Which is your favourite piece of everyday jewellery?
My favourite is a pair of screw stud earrings – and the colour changes according to my mood that day. The earrings have different inserts - different screw heads. One has a notch, which represents a minus, the other a cross, which represents a plus. The positive and the negative charge work together to balance the body and mind, just like yin and yang.
Can Sumina jewellery be passed from generation to generation?
Generally speaking, yes – although I believe that everything we inherit should undergo an energetic cleanse, lest we inherit also the negative energy of whoever owned that piece before. It is, however, possible to reuse inherited pieces very beautifully, infusing them with new life and purpose.
What makes your jewellery special, different from more classic pieces?

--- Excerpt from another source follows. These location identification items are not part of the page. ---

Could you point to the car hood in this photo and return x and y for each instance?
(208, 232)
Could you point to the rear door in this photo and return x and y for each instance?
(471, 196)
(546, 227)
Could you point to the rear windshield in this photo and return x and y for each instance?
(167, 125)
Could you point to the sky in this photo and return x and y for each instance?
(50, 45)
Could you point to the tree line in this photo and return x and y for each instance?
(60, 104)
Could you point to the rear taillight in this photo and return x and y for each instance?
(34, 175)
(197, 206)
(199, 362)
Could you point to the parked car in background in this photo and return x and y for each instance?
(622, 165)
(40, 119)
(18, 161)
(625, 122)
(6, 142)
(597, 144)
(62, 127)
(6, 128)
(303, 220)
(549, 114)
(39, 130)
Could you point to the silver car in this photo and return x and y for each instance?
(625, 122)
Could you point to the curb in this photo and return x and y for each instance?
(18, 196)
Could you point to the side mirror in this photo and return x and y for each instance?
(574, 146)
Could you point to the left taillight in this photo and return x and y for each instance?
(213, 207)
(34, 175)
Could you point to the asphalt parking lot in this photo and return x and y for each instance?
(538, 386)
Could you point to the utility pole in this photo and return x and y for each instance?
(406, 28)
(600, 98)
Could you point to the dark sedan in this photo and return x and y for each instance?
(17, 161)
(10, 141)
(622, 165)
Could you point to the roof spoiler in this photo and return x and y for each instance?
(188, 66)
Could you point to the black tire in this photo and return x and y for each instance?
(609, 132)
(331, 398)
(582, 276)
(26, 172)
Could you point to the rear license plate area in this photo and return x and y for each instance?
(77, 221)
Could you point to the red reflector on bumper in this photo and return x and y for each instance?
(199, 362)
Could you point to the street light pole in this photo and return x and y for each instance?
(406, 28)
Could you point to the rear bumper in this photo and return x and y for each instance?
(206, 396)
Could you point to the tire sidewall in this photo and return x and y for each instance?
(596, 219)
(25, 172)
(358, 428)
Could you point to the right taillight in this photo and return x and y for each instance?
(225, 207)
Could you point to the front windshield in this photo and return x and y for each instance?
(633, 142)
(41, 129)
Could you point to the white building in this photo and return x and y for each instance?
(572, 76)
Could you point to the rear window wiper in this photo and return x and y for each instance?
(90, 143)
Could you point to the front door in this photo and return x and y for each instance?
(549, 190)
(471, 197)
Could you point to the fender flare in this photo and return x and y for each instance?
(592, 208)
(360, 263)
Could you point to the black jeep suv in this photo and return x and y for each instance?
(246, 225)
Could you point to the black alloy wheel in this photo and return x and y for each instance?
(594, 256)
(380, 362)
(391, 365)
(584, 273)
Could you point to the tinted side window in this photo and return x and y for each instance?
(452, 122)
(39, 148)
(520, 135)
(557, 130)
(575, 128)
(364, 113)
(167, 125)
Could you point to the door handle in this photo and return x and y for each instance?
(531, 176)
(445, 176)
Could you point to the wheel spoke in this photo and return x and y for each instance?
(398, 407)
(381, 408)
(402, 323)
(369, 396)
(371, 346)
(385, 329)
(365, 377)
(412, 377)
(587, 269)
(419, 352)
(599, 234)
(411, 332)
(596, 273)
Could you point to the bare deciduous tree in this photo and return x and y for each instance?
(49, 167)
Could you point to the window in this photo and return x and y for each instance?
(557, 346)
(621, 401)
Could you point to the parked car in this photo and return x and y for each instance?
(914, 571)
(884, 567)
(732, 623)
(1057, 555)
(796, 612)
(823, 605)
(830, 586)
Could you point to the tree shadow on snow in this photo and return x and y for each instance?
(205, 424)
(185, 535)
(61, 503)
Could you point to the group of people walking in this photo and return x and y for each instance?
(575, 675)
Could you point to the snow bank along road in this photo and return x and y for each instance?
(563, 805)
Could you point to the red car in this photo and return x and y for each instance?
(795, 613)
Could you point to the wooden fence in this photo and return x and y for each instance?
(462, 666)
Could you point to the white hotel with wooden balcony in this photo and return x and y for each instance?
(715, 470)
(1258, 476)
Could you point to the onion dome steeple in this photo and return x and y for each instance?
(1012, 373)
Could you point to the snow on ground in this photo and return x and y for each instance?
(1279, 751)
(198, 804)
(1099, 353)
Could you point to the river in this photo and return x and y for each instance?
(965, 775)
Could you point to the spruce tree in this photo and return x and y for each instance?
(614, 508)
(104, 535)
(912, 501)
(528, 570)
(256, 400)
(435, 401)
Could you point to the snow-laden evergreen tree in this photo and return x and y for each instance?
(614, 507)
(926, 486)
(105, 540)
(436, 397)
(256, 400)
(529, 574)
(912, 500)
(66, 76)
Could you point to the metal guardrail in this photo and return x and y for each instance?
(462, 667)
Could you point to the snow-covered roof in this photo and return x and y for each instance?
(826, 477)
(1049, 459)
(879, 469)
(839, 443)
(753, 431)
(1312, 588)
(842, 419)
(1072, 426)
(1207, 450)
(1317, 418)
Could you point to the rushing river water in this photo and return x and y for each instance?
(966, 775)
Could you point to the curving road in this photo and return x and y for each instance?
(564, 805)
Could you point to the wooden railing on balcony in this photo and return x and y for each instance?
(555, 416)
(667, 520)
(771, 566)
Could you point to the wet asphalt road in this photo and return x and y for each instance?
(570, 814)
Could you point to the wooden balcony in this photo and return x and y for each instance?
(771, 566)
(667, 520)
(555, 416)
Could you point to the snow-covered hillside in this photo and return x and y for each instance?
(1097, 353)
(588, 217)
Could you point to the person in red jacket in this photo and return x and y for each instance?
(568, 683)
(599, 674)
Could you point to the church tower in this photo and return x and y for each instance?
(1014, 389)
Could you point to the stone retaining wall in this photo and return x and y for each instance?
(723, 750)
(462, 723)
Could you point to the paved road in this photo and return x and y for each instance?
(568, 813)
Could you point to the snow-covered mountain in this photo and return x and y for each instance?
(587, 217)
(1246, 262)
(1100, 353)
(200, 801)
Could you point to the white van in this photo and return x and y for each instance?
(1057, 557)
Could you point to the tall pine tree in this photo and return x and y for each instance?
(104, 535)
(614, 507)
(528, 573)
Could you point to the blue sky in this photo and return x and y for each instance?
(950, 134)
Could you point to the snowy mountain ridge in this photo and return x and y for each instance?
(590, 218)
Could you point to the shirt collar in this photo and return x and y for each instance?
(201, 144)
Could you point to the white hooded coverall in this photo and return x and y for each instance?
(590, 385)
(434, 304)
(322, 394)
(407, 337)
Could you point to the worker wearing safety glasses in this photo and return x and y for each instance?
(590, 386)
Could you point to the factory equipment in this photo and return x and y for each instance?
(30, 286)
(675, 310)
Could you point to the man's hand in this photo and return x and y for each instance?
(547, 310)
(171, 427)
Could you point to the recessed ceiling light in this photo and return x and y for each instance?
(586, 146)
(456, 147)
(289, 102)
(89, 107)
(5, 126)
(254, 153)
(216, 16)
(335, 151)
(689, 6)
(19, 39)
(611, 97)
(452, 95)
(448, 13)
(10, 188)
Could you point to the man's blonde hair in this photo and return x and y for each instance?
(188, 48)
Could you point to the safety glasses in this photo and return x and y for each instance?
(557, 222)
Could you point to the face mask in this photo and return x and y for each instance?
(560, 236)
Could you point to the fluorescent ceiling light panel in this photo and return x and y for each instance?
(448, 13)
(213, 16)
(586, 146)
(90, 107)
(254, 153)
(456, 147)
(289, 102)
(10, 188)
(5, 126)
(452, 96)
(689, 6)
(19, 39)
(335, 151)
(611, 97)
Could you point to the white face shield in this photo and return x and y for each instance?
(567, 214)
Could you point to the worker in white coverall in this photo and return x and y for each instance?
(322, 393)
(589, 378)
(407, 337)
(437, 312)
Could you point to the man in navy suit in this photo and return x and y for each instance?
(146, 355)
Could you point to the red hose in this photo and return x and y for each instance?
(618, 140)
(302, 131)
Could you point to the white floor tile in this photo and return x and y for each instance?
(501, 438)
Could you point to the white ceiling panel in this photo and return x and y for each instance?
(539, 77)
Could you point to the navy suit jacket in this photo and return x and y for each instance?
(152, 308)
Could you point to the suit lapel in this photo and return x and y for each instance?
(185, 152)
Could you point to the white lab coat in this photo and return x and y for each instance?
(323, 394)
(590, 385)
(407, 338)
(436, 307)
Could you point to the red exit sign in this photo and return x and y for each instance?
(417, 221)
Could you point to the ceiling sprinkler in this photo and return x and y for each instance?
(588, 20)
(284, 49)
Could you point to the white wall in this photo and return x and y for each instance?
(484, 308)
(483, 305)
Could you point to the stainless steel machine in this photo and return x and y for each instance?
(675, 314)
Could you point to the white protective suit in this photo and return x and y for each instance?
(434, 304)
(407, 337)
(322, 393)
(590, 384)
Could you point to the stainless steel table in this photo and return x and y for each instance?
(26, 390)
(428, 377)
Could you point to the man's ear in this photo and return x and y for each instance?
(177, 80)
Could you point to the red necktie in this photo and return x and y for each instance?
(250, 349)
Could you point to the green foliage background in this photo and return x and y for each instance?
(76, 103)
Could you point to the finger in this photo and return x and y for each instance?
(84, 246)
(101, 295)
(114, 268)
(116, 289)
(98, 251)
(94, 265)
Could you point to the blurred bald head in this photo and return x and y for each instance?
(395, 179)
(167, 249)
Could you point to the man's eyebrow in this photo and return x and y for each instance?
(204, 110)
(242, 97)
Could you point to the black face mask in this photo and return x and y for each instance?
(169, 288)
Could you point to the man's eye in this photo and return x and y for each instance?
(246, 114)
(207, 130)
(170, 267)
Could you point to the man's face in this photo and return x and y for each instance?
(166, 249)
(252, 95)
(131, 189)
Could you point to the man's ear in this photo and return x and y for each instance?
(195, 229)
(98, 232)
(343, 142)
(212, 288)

My jewellery is special because of its many hidden values that don't emerge until later, when you look at it closely or read the story behind a certain piece. It often warms my heart to see people stopping by my stand and only observe, from a distance; then they come nearer and take a closer look at the jewellery. That's when they, rather surprised, compliment the idea of how a trivial product such as a screw can become a beautiful piece of jewellery. They think it's a very clever idea and that's why they buy it or come back later.
What are you proud of?
I'm proud of my own personal development; it owes a lot to my jewellery design, which always keeps pushing me forward. To create means to search for yourself in a piece of material; it means testing your limits, feeling the material and hushing your ego. I found it difficult to make the transition from the industrial designer mould towards unique design and to open a stall. I also found it difficult to expose myself on social media, which is absolutely necessary for promoting products. But everything is possible, if you know your life's goal. If your heart is's in it and you take gradual steps, everything falls into place eventually. Each piece of jewellery is a story for itself; it also means resolving inner conflicts, which, however, are also collective. If you share these stories, you will help others as well, and that is what I'm proud of.